The acting film is as good as it has ever been in the series and the younger cast continues to grow under Yates’ direction. Emma Watson’s Hermione has always been the weakest of the three leads, by far, but she catches up to the pack in this one with no cringe inducing moments that she had in the previous installment. Rupert Grint is the best of the trio again as Ron, providing countless laughs and a hilarious turn as the most love swept character. Daniel Radcliffe gets better as well as Harry Potter and stands toe to toe with Michael Gambon and Jim Broadbent in almost every scene away from the kids. Broadbent is the new professor this year, Slughorn, and he does a fantastic job at creating the nervous and fame loving teacher that holds a dark secret; and he knows Dumbledore is after it. Gambon also gets the most screen time he has gotten since his first appearance in the series and that is a good thing for us. His rendition of Dumbledore is more spry, fun, and silly making him one of the most enjoyable characters in the series and he doesn’t disappoint. Jessie Cave is also hilarious as Lavender Brown, the love struck Gryffindor mate of our leads that goes gaga for Ron. Bonnie Wright is also able to make the step up in her biggest role yet in the films. Tom Felton also grows up as the sulking and always lingering Draco Malfoy, whose mission from Voldemort remains a mystery as he lurks in the background of the halls of Hogwarts. Alan Rickman also gets plenty to do as Snape, wrangling Malfoy being his primary job, and more Snape is always a good thing.

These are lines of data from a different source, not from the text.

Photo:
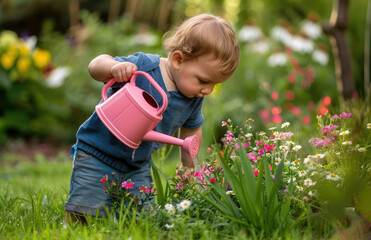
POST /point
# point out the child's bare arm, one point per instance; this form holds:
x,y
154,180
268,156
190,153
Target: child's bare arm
x,y
104,67
187,161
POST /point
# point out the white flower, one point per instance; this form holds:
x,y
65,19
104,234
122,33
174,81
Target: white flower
x,y
361,149
308,182
169,226
321,57
249,33
301,45
313,30
184,205
332,177
281,34
297,147
319,156
284,148
277,59
344,133
230,193
57,76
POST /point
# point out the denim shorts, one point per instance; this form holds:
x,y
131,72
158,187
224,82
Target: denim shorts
x,y
86,195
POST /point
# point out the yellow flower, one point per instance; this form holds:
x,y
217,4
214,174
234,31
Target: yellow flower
x,y
23,64
23,49
7,61
41,58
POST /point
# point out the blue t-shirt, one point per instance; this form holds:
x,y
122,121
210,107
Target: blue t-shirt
x,y
93,136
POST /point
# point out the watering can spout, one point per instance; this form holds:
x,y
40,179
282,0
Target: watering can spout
x,y
190,144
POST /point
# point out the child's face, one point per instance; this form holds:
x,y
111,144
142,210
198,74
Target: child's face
x,y
197,77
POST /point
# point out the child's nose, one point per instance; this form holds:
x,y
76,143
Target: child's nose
x,y
207,90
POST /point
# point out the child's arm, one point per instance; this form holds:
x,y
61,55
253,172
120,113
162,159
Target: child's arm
x,y
104,67
187,161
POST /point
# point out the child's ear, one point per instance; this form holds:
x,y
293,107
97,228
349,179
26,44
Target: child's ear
x,y
177,58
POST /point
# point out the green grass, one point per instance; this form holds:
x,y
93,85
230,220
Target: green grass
x,y
32,197
33,194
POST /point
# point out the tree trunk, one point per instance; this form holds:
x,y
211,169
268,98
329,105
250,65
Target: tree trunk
x,y
336,29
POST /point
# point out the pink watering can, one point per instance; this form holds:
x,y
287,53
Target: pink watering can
x,y
131,114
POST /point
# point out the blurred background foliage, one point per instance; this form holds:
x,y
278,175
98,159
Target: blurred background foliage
x,y
275,81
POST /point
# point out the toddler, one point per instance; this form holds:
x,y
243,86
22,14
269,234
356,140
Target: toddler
x,y
202,52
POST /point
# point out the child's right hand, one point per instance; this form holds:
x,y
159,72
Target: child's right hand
x,y
123,71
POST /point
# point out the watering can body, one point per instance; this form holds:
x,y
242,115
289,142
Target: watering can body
x,y
131,114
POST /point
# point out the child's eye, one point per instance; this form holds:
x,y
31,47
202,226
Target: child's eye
x,y
202,82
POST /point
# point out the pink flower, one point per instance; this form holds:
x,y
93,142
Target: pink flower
x,y
335,117
261,152
252,156
285,135
268,147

In the end, Harry Potter and the Half Blood Prince is a solid entry into the series, but after first viewing is not my favorite. It drags a little bit when Harry makes his final push on Slughorn and like I said earlier, failed to really resonate emotion at the end. With that said it is the funniest film and probably the finest produced in the series and really sets up the characters for the final act, The Deathly Hollows. The film itself serves as a set up more than anything, planting seeds that we won’t get answered until the final chapter in the series and I think that hurts the pictures ability to really stand out as a great film. Lacking action and a lot of fantasy spectacle the film might let down some, but when you sit back and look at it all it serves as a nice set up for the final film and will play better once that film is out I imagine. The most segue way film of the series there is plenty to enjoy in the quality picture, just prepared that it is a bit different trip this time around, and if you can get past the book nitpicking, that really isn’t a bad thing.